Please can anyone advise if they have seen this issue with the BL460cG6 servers and if there is a resolution? Having searched the advisories I can find no reference to this issue.




Mark replied:




Can only slightly help if this is Windows based. This following assumes this is a one off Blade, and not lots of them doing the same thing.


Just getting %CPU from the process isn’t particularly helpful, given there is a usermode element to a process and a kernel mode element. Obviously the SmartArray SAS/SATA is a driver, so that’s pure kernel, but the management agents have a user mode element too.

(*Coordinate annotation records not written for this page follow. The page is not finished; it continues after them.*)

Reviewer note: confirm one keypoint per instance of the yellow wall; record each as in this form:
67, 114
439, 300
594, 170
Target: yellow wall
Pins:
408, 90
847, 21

BTW, I wouldn’t suggest running without the SmartArray Event Notification just in case you get an error, like a drive failure. This would mean you wouldn’t see it until a reboot (and even then it would be at Post so you may still miss it). The Event Notification tool passes the error to the System Log, and the management agents see it and shoot it out to the management station. If you ditch this then the system could find itself with a non-redundant array for quite sometime, and you wouldn’t know about it.


So that one is going to be difficult to troubleshoot. The way it’s normally done is via a utility called XPerf but ideally you need the public symbols which ISS L3 will not entertain supplying to you. So this means can you reproduce it, and if so, get an ISS L2 (GCC) call on it for them to do the XPerf session.


Regarding the agents, I’d try to look at what the process is doing. Is more Kernel ? User Space? What’s Interrupt Service Routine (ISR) Percentage, its Deferred Procedure Call (DPC) percentage? If these are high comparative with the process’s CPU percentage, then it’s in kernel, and not the fault of the process. If pure UserSpace you can use things like Process Monitor (from SysInternals) to try and workout what it’s doing, or worst case do a user mode dump of the process when at the Percentage CPU you think is bad (a SysInternals tool called CoreDump is really useful for that from a timing perspective). The UserMode dump can be analysed by a Microsoft engineer in L2, but to get to the nitty gritty of the functions used then you’d need to get public symbols, which is another chat with ISS L2/L3.


These would help, as the procedures to do the above (particularly XPerf) are quite complicated.




And Richard had some input:




If the "spikes" were short (much less than a second) I would suggest increasing the NIC's RX queue.  This assumes the drops are at the NIC and say up at a UDP socket buffer.


I'd probably also be inclined to make sure that the cores taking interrupts from the NICs were distinct from those on which these agents run.




Anyone else have some input?